Abu Bakr al-Baghdadi

Sumber gambar, AP

Keterangan gambar, Abu Bakr al-Baghdadi dilaporkan luka parah yang membuatnya tak lagi memimpin organisasi ISIS.

Pemimpin kelompok yang menamakan diri Negara Islam atau ISIS, Abu Bakr al-Baghdadi, dilaporkan luka parah dalam serangan udara koalisi pimpinan Amerika di Irak barat, Maret lalu.

Sumber di pemerintah Irak kepada koran Inggris, The Guardian, mengatakan bahwa luka tersebut awalnya membuat nyawa al-Baghdadi terancam, tapi kemudian ia bisa diselamatkan.

Namun akibat luka serius tersebut al-Baghdadi tak lagi memegang kendali ISIS.

Serangan udara koalisi Amerika yang menghantam mobil al-Baghdadi terjadi di distrik al-Baaj, di Nineveh, di dekat perbatasan dengan Suriah, pada 18 Maret.

Sering di al-Baaj

Abu Bakr al-Baghdadi

Sumber gambar, AP

Keterangan gambar, Abu Bakr al-Baghdadi dilaporkan terkena serangan November silam, tapi laporan ini dikatakan tidak akurat.

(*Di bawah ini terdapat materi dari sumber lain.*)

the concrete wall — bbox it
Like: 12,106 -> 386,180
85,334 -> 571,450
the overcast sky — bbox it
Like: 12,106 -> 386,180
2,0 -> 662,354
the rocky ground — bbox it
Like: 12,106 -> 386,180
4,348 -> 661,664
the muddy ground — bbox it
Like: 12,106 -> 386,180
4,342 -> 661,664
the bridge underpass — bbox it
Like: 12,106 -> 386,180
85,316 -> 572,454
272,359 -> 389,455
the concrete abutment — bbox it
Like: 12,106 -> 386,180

Serangan ini tadinya diarahkan kepada iring-iringan tiga mobil yang diperkirakan mengangkut para pemimpin lokal ISIS.

Para diplomat kepada The Guardian mengatakan, diyakini tiga orang tewas dalam serangan atas satu lokasi antara Desa Umm al-Rous dan al-Qaraan tersebut.

Belakangan diketahui al-Baghdadi berada di salah satu kendaraan yang menjadi sasaran serangan.

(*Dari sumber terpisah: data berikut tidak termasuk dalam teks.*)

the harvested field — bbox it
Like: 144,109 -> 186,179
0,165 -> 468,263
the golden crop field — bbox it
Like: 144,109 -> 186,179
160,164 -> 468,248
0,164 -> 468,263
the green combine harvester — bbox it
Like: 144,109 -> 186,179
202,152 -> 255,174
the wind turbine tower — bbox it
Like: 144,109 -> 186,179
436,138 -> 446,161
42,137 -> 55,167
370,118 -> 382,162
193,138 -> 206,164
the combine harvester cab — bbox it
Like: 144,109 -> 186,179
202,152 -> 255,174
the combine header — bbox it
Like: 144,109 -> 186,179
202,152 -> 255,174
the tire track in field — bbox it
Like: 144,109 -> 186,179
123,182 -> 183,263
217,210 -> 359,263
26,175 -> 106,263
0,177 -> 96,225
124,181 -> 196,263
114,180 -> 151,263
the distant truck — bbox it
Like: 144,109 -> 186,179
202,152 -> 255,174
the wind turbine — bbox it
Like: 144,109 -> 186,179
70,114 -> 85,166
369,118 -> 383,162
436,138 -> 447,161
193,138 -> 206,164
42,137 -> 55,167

Menurut The Guardian, al-Baghdadi diyakini sering berada di al-Baaj, sekitar 200 mil di barat Mosul, salah satu daerah di Irak yang dikuasai ISIS.

"Ia memilih daerah itu karena ia tahu Amerika tidak masuk ke sana," kata sumber The Guardian.

"Sejak 2003 pasukan Amerika nyaris tidak menyentuh daerah tersebut. Ini satu dari beberapa kawasan di Irak yang belum masuk (militer Amerika)," katanya.